[Date Prev][Date Next][Thread Prev][Thread Next][Date Index][Thread Index]

Re: [syndication] Re: robots.txt and rss



On Fri, Nov 08, 2002 at 11:58:52AM -0500, Dan Brickley wrote:
> You might want to restrict certain (disfunctional, annoying etc)
> user-agents, eg. if they poll impolitely often.

my own experience with such hostile user-agents is that the odds of them
honoring robots.txt is roughly zero. they usually end up being custom
perl or php scripts run from a cronjob or during a page load. the few
times an aggregation tool has been released with an overzealous default
poll frequency, the tool was quickly corrected.

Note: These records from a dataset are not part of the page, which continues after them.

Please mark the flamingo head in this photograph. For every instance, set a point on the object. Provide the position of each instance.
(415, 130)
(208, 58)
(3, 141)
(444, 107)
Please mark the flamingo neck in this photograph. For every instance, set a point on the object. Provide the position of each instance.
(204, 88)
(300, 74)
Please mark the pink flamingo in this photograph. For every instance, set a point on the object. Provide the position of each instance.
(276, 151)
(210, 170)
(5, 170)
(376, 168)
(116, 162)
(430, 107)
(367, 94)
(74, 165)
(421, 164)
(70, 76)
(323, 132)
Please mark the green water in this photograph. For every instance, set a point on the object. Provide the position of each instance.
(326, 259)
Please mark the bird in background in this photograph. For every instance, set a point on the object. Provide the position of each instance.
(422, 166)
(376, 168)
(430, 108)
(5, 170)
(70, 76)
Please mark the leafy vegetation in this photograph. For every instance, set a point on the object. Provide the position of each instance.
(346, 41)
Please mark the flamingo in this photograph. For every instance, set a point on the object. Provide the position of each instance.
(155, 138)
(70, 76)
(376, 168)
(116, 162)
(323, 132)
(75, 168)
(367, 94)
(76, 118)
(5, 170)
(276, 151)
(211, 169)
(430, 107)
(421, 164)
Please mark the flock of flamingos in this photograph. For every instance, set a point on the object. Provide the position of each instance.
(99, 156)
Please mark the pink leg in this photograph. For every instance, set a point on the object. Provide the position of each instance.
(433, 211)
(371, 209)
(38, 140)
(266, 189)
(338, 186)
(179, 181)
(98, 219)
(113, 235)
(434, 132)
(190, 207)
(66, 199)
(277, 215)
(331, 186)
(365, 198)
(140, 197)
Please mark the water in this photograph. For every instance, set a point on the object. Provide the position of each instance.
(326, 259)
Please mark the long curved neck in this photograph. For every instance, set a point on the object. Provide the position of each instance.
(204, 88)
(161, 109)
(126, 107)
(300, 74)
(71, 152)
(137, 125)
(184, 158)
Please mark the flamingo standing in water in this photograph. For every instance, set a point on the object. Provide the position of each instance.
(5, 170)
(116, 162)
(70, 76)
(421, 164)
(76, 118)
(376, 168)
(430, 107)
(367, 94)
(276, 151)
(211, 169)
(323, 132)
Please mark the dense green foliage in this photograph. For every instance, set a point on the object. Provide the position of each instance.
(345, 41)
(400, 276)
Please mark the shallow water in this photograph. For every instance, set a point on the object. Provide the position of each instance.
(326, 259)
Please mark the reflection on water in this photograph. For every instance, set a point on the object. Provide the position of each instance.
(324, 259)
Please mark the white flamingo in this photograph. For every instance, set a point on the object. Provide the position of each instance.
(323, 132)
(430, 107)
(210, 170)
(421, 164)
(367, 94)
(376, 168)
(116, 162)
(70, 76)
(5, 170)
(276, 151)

sometimes the authors notice if you start handing them 403 responses,
sometimes not. from yesterday, these hosts got 403 responses from my
feeds:

  48 cassium.procopia.com
  47 csociety.ecn.purdue.edu
  72 usersweb1.go-concepts.com
  20 wwwcache2-ext.lancs.ac.uk
  40 wwwcache3-ext.lancs.ac.uk

the csociety.ecn.purdue.edu site has been getting them for over a year.
(and attempts to contact the author of the software doing so have been
fruitless, although the frequency appears to have gone down since last
time i looked.)

as i see it, having robots.txt handling in popular aggregation tools
would just multiply the number of requests to my site with zero
likelihood of benefit.

jim